В этот субботний день весь дом, казалось, был взбудоражен деятельной жизнью девочек. Сверху, из мансарды, доносился ритмичный звук передвижений Мой. (Странно, удивился Клемент, неужели она танцует?) На нижнем этаже Сефтон гремела на кухне тарелками. В Птичнике приглушенно пела Алеф, порой касаясь клавиш и извлекая из них легкие, почти соловьиные трели. Клемент не узнал исполняемую песню.
Луиза выглядела оживленной и подтянутой, она даже припудрила лицо, хотя обычно редко проявляла заботу о его состоянии. Стоя рядом с ней около окна ее спальни, Клемент почувствовал слабый запах этой пудры. Она нарядилась в прямую твидовую юбку, плотно облегающий жакет и белую блузку с отложным воротником, подчеркивающим изящную шею. Ее пальцы поигрывали концами этого воротника, то приглаживая, то приподнимая их. Клементу даже показалось, что, слушая его туманное, но взволнованное вступление, она слегка покраснела и оживленно сверкнула глазами.

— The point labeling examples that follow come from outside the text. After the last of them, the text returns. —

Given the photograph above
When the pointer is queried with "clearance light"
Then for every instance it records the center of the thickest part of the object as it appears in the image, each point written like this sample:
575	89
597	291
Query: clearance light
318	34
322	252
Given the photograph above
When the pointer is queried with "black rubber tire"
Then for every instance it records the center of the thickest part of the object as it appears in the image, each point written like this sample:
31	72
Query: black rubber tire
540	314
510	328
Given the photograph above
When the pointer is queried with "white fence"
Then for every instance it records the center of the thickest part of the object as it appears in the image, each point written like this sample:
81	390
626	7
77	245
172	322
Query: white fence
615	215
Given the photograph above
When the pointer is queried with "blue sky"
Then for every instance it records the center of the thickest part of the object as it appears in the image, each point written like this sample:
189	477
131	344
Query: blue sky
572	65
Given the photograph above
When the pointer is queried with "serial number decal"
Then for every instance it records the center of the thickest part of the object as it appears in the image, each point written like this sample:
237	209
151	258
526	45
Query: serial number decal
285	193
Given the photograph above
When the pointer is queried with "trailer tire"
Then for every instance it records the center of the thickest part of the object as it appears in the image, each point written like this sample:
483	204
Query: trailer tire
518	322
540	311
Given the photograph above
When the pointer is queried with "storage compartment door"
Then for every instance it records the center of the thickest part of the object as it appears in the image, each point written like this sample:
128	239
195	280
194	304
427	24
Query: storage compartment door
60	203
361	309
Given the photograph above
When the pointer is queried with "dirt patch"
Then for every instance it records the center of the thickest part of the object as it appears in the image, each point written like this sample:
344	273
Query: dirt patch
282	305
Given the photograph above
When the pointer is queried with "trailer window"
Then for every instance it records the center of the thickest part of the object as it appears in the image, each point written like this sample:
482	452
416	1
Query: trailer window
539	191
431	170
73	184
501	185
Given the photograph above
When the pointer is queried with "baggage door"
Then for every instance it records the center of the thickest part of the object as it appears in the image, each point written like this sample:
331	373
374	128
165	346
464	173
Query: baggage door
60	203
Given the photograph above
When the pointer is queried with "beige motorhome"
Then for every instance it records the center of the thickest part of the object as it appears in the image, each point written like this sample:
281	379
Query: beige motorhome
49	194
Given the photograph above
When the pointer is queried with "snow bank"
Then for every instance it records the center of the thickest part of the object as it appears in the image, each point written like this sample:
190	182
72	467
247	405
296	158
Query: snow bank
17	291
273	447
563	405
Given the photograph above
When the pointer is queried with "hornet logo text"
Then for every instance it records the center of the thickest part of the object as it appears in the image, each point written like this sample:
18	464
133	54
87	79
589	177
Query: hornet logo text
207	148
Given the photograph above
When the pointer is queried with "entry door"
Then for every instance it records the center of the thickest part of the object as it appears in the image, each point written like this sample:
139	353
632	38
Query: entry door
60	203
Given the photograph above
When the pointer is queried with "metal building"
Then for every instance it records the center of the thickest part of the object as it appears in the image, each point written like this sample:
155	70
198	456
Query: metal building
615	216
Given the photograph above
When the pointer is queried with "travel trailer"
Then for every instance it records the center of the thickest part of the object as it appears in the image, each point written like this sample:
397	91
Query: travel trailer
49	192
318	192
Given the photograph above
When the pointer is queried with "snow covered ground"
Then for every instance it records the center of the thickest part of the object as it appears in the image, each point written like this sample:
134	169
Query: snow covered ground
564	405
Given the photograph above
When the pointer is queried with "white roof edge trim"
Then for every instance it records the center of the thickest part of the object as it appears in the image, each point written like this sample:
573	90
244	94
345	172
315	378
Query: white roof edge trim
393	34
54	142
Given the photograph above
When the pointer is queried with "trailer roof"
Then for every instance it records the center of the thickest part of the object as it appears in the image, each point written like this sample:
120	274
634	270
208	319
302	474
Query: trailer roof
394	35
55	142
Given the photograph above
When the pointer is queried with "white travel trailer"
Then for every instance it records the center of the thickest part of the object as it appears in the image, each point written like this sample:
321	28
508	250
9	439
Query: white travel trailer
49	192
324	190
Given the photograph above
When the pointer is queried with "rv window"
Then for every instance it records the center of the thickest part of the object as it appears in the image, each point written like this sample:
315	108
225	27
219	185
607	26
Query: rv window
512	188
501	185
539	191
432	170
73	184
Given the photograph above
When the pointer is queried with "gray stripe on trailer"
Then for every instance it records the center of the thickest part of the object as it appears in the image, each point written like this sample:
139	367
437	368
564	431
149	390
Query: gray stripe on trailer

Неужели Луиза надеялась услышать от него нечто важное и, вероятно, совсем не то, что он собирался сказать? Клемент смущенно умолк, раздумывая над этим вопросом. Возможно, она ожидала, что речь пойдет об Алеф?! В этот момент слова песни Алеф стали очевидными: «Томленьем объята влюбленная дева, вздыхает и бродит как тень…»[45]
«Ну вот, — подумал он, — теперь я огорчу еще и Луизу, развею ее надежды, и вообще все это чистое безумие… Безумный Лук, и тот странный воскресший тип тоже безумен!»